Bunlara rağmen oyunun sıkılmadan seyredilmesinde iki şey etken. Birincisi Özen Yula’nın merak ve heyecan duygusunu yitirmeye engel şekilde yapmış olduğu kurgu. İkincisi ise Kenan Ece ve Selen Öztürk’ün oyunculukları. Her iki oyuncu da müthiş bir uyum, denge ve paslaşma içindeler.
Selen Öztürk’ü daha önce Şekspir Müzikali’nde seyretmiştim, o günkü enerjisi ve coşkusunu bugün halen koruduğunu sevinçle gördüm. Abartılı gelebilecek bir tepkiyi bile öylesine içtenlikle canlandırdı ki oyunun başından sonuna kadar sürdürdüğü performansıyla her türlü övgüyü fazlasıyla hak ediyor.

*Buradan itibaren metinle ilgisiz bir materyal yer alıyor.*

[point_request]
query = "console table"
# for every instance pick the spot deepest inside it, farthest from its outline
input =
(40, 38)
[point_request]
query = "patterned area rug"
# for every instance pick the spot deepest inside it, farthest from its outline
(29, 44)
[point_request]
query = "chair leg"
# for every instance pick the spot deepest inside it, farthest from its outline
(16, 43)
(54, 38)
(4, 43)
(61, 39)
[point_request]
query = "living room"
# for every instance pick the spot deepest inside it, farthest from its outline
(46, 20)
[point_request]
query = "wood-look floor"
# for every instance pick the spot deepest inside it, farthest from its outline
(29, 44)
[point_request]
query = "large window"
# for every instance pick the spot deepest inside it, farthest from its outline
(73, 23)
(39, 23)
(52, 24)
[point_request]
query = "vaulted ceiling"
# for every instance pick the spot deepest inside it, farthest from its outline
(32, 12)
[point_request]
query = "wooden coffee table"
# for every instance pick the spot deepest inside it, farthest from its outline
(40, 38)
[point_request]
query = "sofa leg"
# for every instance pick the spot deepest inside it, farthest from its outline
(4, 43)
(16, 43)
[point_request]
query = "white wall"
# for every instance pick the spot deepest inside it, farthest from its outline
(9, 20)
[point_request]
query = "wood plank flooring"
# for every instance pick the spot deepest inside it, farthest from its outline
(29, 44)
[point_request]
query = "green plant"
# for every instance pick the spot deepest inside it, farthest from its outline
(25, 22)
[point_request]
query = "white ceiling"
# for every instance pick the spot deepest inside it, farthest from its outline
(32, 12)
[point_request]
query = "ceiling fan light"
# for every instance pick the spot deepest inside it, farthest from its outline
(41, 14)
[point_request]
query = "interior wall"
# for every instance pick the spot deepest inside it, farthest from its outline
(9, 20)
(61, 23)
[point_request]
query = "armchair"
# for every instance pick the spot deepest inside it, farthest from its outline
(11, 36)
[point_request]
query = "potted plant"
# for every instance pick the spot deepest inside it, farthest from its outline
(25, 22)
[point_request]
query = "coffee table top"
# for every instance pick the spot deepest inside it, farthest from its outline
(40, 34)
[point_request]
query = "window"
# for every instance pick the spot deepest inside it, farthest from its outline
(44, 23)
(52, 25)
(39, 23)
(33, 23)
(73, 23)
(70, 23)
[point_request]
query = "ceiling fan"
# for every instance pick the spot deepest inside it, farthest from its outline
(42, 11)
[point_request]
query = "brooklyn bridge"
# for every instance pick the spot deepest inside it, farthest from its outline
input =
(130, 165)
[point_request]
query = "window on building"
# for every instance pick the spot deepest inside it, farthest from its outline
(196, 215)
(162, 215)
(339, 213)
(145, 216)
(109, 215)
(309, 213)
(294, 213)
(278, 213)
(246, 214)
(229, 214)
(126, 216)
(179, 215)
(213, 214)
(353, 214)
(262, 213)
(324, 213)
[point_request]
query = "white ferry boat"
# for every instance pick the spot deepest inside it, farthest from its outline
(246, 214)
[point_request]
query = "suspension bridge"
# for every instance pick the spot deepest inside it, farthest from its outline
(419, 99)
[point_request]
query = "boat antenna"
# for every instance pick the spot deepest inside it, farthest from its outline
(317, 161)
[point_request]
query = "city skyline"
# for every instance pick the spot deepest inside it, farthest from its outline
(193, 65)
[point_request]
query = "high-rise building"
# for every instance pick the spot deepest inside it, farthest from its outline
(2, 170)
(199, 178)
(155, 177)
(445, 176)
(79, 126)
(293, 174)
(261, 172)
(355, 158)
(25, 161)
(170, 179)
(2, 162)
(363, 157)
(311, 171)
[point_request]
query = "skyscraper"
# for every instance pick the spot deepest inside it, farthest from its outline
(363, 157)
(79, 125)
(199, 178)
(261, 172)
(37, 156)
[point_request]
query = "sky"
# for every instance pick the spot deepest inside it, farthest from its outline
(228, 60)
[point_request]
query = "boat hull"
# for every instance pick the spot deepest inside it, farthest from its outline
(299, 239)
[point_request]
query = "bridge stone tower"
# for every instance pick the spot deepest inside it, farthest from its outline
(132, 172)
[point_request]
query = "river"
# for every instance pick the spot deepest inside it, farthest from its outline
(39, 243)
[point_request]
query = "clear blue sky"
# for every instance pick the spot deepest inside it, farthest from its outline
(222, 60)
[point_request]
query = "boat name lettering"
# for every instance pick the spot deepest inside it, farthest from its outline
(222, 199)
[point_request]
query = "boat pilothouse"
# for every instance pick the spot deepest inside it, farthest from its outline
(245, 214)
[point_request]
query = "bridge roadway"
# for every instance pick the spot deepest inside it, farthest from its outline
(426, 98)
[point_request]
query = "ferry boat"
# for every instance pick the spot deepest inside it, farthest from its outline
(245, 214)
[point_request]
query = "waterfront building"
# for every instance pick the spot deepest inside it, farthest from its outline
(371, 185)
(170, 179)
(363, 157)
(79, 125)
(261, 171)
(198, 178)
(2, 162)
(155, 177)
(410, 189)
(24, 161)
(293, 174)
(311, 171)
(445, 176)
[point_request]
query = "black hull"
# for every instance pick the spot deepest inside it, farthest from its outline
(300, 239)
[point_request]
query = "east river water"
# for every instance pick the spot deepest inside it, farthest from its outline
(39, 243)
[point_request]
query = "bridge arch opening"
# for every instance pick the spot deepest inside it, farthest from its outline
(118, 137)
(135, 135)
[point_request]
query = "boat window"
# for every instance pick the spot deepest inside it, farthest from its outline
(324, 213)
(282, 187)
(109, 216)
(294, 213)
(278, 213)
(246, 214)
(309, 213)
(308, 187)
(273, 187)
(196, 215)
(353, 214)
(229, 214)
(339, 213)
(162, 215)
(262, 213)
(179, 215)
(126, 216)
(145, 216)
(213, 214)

Kenan Ece’yi dizilerdeki ve sinemadaki birkaç rolünden biliyordum, Islah Evi’ni görme şansım olmamıştı, o nedenle tiyatro sahnesinde ilk kez karşılaştım. Ve sahnede göründüğü ilk andan itibaren bunun ne kadar geç bir karşılaşma olduğunu düşündüm. Yarattığı Kaya karakterinin göze batan, kulak tırmalayan en ufak bir yanı yok. Hem küçük oynayıp hem de her şeyiyle bu kadar sahici bir karakter yaratabilmek her oyuncunun harcı değil. Kenan Ece tiyatro sahnelerinde her daim olması ve dikkatle takip edilmesi gereken bir oyuncu.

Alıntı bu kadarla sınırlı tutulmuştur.